For me, one of the most striking images after 9/11 was on a local news report. The reporters did a regular feature on paintings and drawings made by Elementary School kids, based on current events. One child, after witnessing the terrorist attacks on New York, drew a crayon colored picture of Superman, stopping one of the planes from crashing into one of the towers, having arrived just in the nick of time. Sad that there is no real superhero in our world, but hopeful because potential for good exist within all of us. This meant more to me than President Bush standing on top of rubble, calling for payback.
You see, Superman is about doing the right thing, even in the face of unimaginable horror. He doesn’t give in to senseless rage, nor does he use his powers for selfish reasons. Well… except for when he turned back time to save Lois Lane. And does breaking a man’s neck count as rage if done to save a group of people?
It’s hard making such decisions, especially when you can do almost anything. But, that’s part of what makes the character so compelling. In his latest film adaptation Man of Steel, we get an origin story laden with this.
Before he was Clark Kent, he was named Kal-El, the first and last naturally born child of the planet Krypton. Knowing the destruction of that world was imminent, his parents launched him into space, sending the craft to Earth. There, he is raised by a kind hearted Kansas couple. He spends his youth struggling to do what comes naturally to him (saving the day) and trying to keep his abilities a secret (what his Earth parents want). Eventually, after years of drifting from place to place, he discovers a relic of his home world and learns his true destiny, just when we need him the most.
At first glance, this movie is merely a feast for the eyes. From Russell Crowe riding a dragon to a New York like Metropolis falling apart building by building, the level of visual candy and destruction is absolutely overwhelming. Punches, kicks, sonic booms and explosions are louder than in any superhero film I’ve seen recently. Leaving the theater, it felt like Director Zack Snyder out did his own style to the point of detriment. “A Superman movie for a new era” this was called. Fine, but what does it say of this era? Bigger is not necessarily better. They tried a slow moving drama with Superman Returns, and people complained that it lacked action. Well dummy, now you got it.
At second glance and after conversations with colleagues, I realized the enormous visuals distracted me from what was under the surface. Themes of self discovery, doubt and making difficult choices are strewn throughout. Clark spends many years learning just who he is exactly. He finally uncovers the truth (and his suit), and goes home to tell his mother, still confused as to what should happen next, but momentarily happy to have some answers. When General Zod, a Kryptonian with ties to his birth family, threatens Earth, Clark is given the reality check of a lifetime. Sometimes, the only way to get someone out of an existential rut is to shake them out of it.
From there, Clark puts on the suit, tries things out for the first time, and learns along the way just what he is made of. We don’t get many scenes of dialogue expositing lessons learned, but we do get to see them as they happen. At one moment, he is forced to do an act he’ll hopefully never have to do again, and gets emotional afterwards (you’ll know it when you see it). He didn’t do something as grand as turning back time, but it was just as jaw dropping to witness, and may haunt him for some time. This Superman is not yet whole as an individual, but is finally ready for the next phase of his life. Is the world ready?

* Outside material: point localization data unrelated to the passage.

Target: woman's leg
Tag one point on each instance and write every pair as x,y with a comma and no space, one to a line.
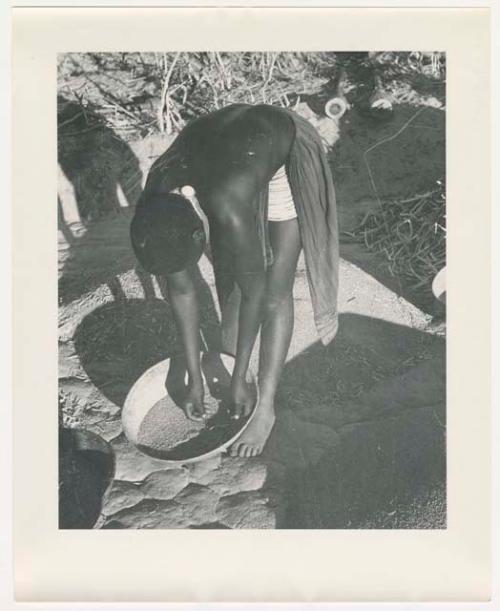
276,333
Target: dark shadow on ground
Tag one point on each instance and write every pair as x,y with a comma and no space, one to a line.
86,470
360,430
118,341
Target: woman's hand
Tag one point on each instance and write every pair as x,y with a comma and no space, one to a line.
193,403
242,399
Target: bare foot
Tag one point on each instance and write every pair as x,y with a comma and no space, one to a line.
253,439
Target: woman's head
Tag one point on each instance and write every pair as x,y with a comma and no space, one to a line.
167,234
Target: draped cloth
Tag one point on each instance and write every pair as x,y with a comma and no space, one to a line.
311,183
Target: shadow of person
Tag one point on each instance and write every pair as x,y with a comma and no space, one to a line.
100,180
101,166
118,341
360,429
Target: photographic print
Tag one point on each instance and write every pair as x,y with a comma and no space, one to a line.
252,290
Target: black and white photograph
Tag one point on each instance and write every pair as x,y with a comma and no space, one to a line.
251,290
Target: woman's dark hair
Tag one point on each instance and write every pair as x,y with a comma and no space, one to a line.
163,233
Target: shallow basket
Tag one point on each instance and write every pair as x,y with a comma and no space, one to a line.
150,389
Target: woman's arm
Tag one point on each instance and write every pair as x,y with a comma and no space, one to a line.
184,301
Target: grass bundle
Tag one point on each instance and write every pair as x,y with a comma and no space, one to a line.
411,234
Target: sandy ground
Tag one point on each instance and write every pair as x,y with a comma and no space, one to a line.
359,440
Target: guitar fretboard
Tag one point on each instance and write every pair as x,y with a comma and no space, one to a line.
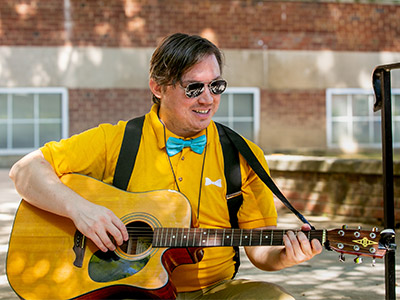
204,237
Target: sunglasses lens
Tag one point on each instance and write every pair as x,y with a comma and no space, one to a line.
194,90
218,87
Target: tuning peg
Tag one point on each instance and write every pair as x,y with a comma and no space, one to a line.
358,260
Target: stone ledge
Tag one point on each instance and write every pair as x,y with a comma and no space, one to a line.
327,164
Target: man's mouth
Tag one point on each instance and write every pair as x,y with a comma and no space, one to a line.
202,111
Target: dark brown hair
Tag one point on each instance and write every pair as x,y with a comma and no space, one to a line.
176,54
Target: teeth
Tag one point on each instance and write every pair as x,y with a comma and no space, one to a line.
202,111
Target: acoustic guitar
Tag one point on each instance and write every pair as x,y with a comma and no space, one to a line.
49,259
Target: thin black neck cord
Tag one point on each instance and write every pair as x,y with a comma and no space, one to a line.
201,175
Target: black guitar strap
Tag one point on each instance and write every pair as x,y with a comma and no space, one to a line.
247,153
128,153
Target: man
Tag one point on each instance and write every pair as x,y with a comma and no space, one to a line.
186,82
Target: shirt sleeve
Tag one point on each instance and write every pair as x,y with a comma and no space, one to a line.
258,208
93,152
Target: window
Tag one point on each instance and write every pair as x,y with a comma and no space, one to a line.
352,122
30,117
240,110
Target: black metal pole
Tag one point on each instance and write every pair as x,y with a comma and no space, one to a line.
388,190
382,86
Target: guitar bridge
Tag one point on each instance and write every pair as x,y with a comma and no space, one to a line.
79,248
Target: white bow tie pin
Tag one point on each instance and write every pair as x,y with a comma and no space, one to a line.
216,183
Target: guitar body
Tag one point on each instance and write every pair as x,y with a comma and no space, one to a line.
48,260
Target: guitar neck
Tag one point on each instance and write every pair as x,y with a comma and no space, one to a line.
204,237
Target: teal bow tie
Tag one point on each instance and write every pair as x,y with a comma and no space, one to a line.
174,145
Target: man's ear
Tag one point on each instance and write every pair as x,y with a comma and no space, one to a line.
155,88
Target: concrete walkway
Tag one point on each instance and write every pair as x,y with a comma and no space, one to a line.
324,277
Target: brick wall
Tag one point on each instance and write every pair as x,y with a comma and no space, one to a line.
232,24
90,107
296,115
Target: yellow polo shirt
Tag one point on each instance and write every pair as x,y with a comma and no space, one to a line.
95,153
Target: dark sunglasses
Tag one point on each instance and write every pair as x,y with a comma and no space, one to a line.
195,89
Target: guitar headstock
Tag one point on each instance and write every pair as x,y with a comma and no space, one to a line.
356,242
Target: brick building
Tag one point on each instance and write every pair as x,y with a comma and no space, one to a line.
299,72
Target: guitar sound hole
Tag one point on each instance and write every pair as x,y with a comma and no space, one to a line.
140,238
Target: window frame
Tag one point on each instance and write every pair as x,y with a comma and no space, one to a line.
35,91
370,118
230,119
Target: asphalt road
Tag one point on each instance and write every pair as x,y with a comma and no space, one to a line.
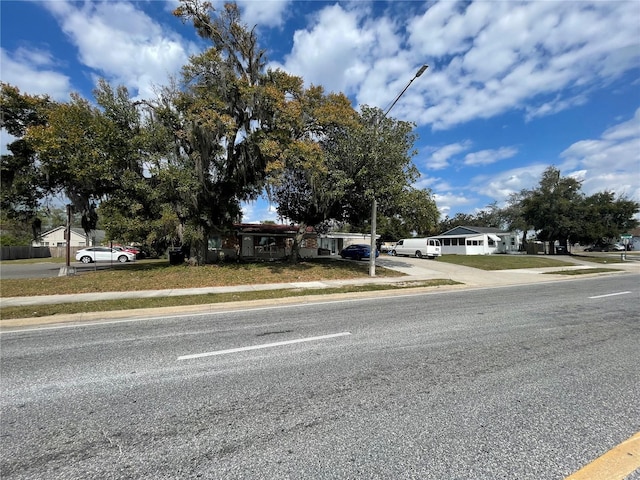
528,382
10,269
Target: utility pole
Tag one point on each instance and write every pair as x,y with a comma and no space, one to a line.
67,269
374,204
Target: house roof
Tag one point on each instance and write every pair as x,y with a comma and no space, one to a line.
462,231
271,228
99,235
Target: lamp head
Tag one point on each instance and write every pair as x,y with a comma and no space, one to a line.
421,71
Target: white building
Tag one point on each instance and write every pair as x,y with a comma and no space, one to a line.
478,241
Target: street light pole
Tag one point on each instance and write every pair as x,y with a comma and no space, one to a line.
374,204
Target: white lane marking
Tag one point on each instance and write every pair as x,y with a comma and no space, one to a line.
611,295
264,345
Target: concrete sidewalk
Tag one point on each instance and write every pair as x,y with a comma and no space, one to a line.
414,270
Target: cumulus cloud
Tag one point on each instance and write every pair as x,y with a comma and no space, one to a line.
487,157
34,72
134,51
485,58
440,157
540,57
611,162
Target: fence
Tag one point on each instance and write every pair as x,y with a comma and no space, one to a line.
17,252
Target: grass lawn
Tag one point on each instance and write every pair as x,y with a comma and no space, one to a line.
159,275
505,262
184,300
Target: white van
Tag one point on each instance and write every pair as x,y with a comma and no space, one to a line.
418,247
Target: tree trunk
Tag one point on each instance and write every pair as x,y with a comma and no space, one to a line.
297,241
199,248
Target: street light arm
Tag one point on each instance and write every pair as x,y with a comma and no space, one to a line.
374,206
418,73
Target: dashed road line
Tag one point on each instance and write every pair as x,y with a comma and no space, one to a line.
264,345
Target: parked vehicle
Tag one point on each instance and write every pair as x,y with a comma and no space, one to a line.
135,250
418,247
600,247
357,251
104,254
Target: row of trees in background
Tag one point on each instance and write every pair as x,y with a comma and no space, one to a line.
175,169
558,212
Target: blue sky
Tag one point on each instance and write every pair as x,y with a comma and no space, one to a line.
512,87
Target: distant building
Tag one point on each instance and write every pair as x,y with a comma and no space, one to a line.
334,242
478,241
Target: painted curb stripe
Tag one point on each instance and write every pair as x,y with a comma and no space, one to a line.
616,464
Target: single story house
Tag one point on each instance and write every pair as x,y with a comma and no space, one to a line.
634,241
56,238
258,241
478,241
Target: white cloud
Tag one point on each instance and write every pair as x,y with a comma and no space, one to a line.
134,51
501,185
268,13
33,72
487,157
610,163
439,159
450,203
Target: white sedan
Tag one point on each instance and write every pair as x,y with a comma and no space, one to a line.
103,254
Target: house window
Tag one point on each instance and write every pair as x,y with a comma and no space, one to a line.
214,243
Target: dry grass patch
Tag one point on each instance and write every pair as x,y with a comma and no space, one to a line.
504,262
158,275
34,311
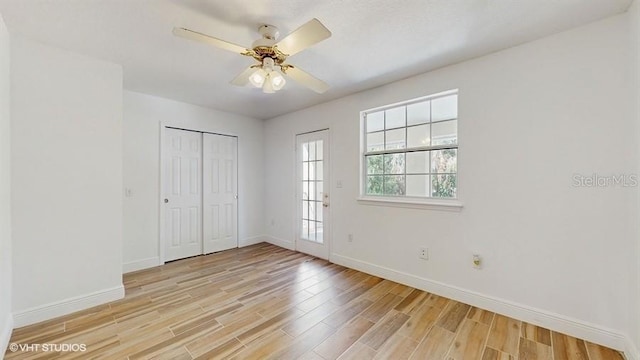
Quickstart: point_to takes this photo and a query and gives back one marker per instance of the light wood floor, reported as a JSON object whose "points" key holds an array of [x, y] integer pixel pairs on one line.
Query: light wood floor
{"points": [[264, 302]]}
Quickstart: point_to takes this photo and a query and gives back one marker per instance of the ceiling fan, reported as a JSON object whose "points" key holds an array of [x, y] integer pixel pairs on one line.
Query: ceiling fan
{"points": [[271, 55]]}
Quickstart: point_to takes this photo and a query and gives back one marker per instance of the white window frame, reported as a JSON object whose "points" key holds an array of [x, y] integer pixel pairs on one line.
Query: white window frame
{"points": [[436, 203]]}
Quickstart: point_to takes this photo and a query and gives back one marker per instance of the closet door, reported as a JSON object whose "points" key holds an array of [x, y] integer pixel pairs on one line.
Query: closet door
{"points": [[220, 186], [182, 194]]}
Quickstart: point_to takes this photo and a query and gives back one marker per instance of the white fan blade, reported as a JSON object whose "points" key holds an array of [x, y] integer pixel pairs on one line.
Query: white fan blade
{"points": [[194, 35], [304, 78], [306, 35], [243, 78]]}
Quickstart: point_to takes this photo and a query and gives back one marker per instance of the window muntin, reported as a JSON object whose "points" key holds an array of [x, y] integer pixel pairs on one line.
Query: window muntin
{"points": [[411, 149]]}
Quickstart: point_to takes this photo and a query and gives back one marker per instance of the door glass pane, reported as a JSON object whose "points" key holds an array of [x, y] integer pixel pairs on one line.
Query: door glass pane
{"points": [[418, 136], [304, 231], [312, 190], [305, 209], [319, 207], [419, 113], [375, 141], [395, 139], [444, 108], [418, 185], [312, 150], [319, 150], [444, 133], [319, 190], [319, 233], [394, 118], [318, 174], [312, 170], [312, 210], [375, 121]]}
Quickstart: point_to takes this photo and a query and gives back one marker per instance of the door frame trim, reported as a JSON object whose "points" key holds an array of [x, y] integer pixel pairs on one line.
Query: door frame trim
{"points": [[295, 191], [161, 212]]}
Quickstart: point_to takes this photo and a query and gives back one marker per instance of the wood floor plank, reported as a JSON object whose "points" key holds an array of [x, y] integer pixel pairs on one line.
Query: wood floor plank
{"points": [[531, 350], [419, 324], [469, 342], [398, 348], [384, 329], [310, 319], [435, 344], [412, 301], [453, 316], [481, 316], [304, 343], [346, 313], [493, 354], [536, 333], [358, 351], [339, 342], [505, 334], [568, 348], [266, 302], [265, 346], [380, 307]]}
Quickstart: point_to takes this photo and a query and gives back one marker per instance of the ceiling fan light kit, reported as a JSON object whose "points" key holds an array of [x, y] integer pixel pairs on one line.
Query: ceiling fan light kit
{"points": [[271, 55], [267, 78]]}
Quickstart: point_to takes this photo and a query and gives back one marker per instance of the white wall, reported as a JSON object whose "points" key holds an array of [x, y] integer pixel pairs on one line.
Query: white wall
{"points": [[66, 157], [530, 118], [634, 14], [6, 320], [142, 117]]}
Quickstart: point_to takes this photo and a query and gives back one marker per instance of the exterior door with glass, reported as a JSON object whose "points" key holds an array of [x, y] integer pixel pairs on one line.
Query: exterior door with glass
{"points": [[312, 194]]}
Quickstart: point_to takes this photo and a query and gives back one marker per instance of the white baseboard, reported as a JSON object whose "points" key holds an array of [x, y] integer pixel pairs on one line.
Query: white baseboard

Thrown headfirst into the dilemma of fighting against people of his past, to protect the people of his present, Clark’s internal problems have become external, for everyone to see. He experiences one nightmare, only to wake into a real one. Using all of his powers to their fullest capabilities for the first time, he wings the situation, learning as he goes. Sure, it all comes naturally to him, and he is no longer holding back, but you get the sense that he may be uncertain (and possibly afraid) as how to win the day. Where Captain America is confident and steadfast, this Superman is powerful yet doubtful. He flies through the air with heavy emotion on his face, like someone rushing to complete multiple food orders (maybe more dramatic than that). He WANTS to save everyone, but doesn’t really know HOW. It’s the coming of age story of a lifetime, when you think about it. It’s not going to be easy Supes, but just know we’re all behind you.
In preparing this review, I doubted not only my rating of this movie, but also that of Star Trek Into Darkness, which I think shares something in common — both are big, loud, and on the surface deviate from the source material. It might appear that spectacle trumps smarts, but brain and brawn work side by side in both (to varying degrees). Still, what I would give for a 1970’s style sci fi flick. We can handle it, Hollywood! Give me a depthful crayola drawing over a shallow photo op any day.
4/5–5/5 *s, depending on how I feel at a given time.